Étrange ! Il y a quelques mois un bruit médiatique, d’origine italienne, s’était enflé, annonçant la démission du pape François, fin août 2022. La rumeur s’appuyait sur son projet de voyage à L’Aquila, dans les Abruzzes. C’est dans cette ville, victime en 2009 d’un tremblement de terre, que se trouve, en effet, le tombeau du pape Célestin V, le premier à avoir renoncé à sa charge en 1294. De là à voir un signe et un symbole… Certains commentateurs ont voulu croire que leur prédiction se réaliserait.
Le dimanche 28 août, François s’est bien rendu à L’Aquila, mais contrairement à Benoît XVI il n’y a pas déposé son pallium au tombeau de Célestin V, annonce prémonitoire de sa démission en 2013. En revanche, il a créé la veille 21 nouveaux cardinaux, renforçant ainsi le Sacré Collège et marquant de son empreinte décisive l’avenir de l’Église. Parmi eux, un Français, en la personne du cardinal Jean-Marc Aveline, archevêque de Marseille.
Malade et handicapé, contraint de se déplacer dans un fauteuil roulant, le Saint-Père n’en affiche pas moins une grande détermination. Il entend transformer l’Église, en poussant à son terme les conceptions nées au moment de Vatican II : une Église pauvre et purifiée des scories du passé, à l’écoute du monde plutôt qu’enseignant du haut de la chaire de Vérité, agissant avec humilité et disponible pour les grandes causes qui touchent l’humanité. Ce programme de transformation n’est pas encore abouti. Il doit d’ailleurs s’appliquer à deux niveaux : en changeant les mentalités des catholiques et en modifiant les structures mêmes de l’Église. François attend bien sûr des nouveaux cardinaux qu’ils entrent dans cette perspective, même si chacun garde sa propre personnalité, façonnée par des itinéraires et des cultures bien différents. N’empêche ! François prépare bien l’Église de demain. Sur les 132 cardinaux actuellement électeurs en cas de conclave, 83 ont été créés par le pape actuel.

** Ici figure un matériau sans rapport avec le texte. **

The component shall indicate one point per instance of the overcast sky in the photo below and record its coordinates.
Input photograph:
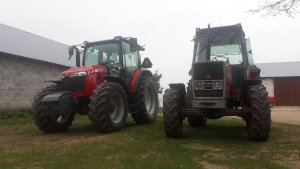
(166, 27)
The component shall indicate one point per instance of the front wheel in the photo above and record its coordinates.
(171, 113)
(108, 107)
(50, 123)
(145, 101)
(259, 122)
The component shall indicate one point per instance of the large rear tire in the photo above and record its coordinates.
(259, 122)
(145, 101)
(108, 107)
(171, 113)
(47, 122)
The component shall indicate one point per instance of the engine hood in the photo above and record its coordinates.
(82, 69)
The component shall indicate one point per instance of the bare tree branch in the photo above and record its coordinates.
(278, 7)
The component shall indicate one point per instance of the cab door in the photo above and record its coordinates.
(130, 61)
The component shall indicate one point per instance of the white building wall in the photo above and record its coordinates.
(269, 84)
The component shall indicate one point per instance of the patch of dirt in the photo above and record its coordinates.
(201, 147)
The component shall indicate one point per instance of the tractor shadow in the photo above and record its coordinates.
(215, 131)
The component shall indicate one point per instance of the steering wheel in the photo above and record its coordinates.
(215, 58)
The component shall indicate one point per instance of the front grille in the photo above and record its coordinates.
(211, 70)
(208, 93)
(73, 84)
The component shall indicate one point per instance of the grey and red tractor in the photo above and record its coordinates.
(224, 82)
(110, 82)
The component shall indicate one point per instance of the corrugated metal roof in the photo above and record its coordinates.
(22, 43)
(280, 69)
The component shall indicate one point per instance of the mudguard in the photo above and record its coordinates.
(58, 103)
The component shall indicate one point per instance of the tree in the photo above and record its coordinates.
(278, 7)
(157, 78)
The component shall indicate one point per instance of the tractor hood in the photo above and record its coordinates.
(85, 70)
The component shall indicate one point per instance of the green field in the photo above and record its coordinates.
(221, 144)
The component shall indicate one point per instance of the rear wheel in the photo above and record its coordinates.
(108, 107)
(259, 122)
(145, 101)
(171, 113)
(50, 123)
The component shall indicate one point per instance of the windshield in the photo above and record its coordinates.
(224, 47)
(101, 54)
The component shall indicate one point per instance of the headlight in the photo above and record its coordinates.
(75, 74)
(218, 84)
(199, 85)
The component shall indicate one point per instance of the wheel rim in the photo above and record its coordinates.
(116, 108)
(150, 100)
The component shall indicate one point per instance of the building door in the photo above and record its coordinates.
(287, 91)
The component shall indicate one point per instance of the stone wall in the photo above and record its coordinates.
(21, 78)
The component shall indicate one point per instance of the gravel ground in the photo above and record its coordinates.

Vous avez dit « salut des âmes » ?
Mais l’Église, on le sait, ne se limite ni à la papauté ni au Sacré Collège ni aux structures créées pour soutenir sa mission. Corps mystique du Christ, elle est là, au-delà des membres qui la composent ou des structures qui la soutiennent, pour donner la foi qui elle-même procure la vie éternelle. Toute réforme en son sein, toute action accomplie en son nom, tout projet porté par ses membres, ne devrait finalement exister que dans la perspective du salut des âmes. Dans son austérité même, le Code de droit canonique le souligne, en rappelant que « le salut des âmes doit toujours être dans l’Église la loi suprême ». À l’heure où l’on parle beaucoup du renouveau de l’Église, ce souci semble pourtant avoir (presque) totalement disparu. Il y a là matière à interrogation.
Pour une éducation chrétienne intégrale
Ce n’est d’ailleurs pas la seule. Accueillant aujourd’hui un grand nombre d’enfants de France, parfois très éloignés de l’Église, l’école catholique devrait se placer plus que jamais dans cette perspective. Le fait-elle ? Malgré des exceptions notables, ce n’est majoritairement pas le cas. L’avertissement de Pie XI, en 1929, dans son encyclique sur l’éducation chrétienne de la jeunesse (Divini Illius Magistri) reste à ce sujet d’une brûlante actualité : « au lieu de diriger leurs visées vers Dieu, premier principe et fin dernière de tout l’univers, ils se replient et se reposent sur eux-mêmes, s’attachant exclusivement aux choses terrestres et éphémères. C’est pourquoi leur agitation sera continuelle et sans fin tant qu’ils ne tourneront pas leurs regards et leur activité vers l’unique but de la perfection qui est Dieu ».
Des parents inquiets se sont tournés de ce fait vers les écoles indépendantes (ou hors contrat) d’inspiration catholique, soucieux d’y trouver un enseignement et un climat conformes aux exigences de la foi catholique. Dans ce numéro, Michel Valadier, le nouveau directeur de la Fondation pour l’école, explique largement les raisons et les besoins de ces écoles indépendantes. Il est clair que pour celles d’entre elles qui se réclament de la foi catholique, l’enjeu de la liberté scolaire ne se limite pas à la pédagogie, au choix des programmes et des professeurs, ni même au climat moral. Toutes les écoles catholiques, dépendantes de l’enseignement diocésain ou indépendantes, sont appelées à être missionnaires. C’est-à-dire à œuvrer dans la perspective du salut des âmes. L’enjeu ne touche d’ailleurs pas seulement les individus eux-mêmes et leurs familles. Plus largement, c’est l’avenir de l’Église qui se prépare à travers une éducation intégralement chrétienne.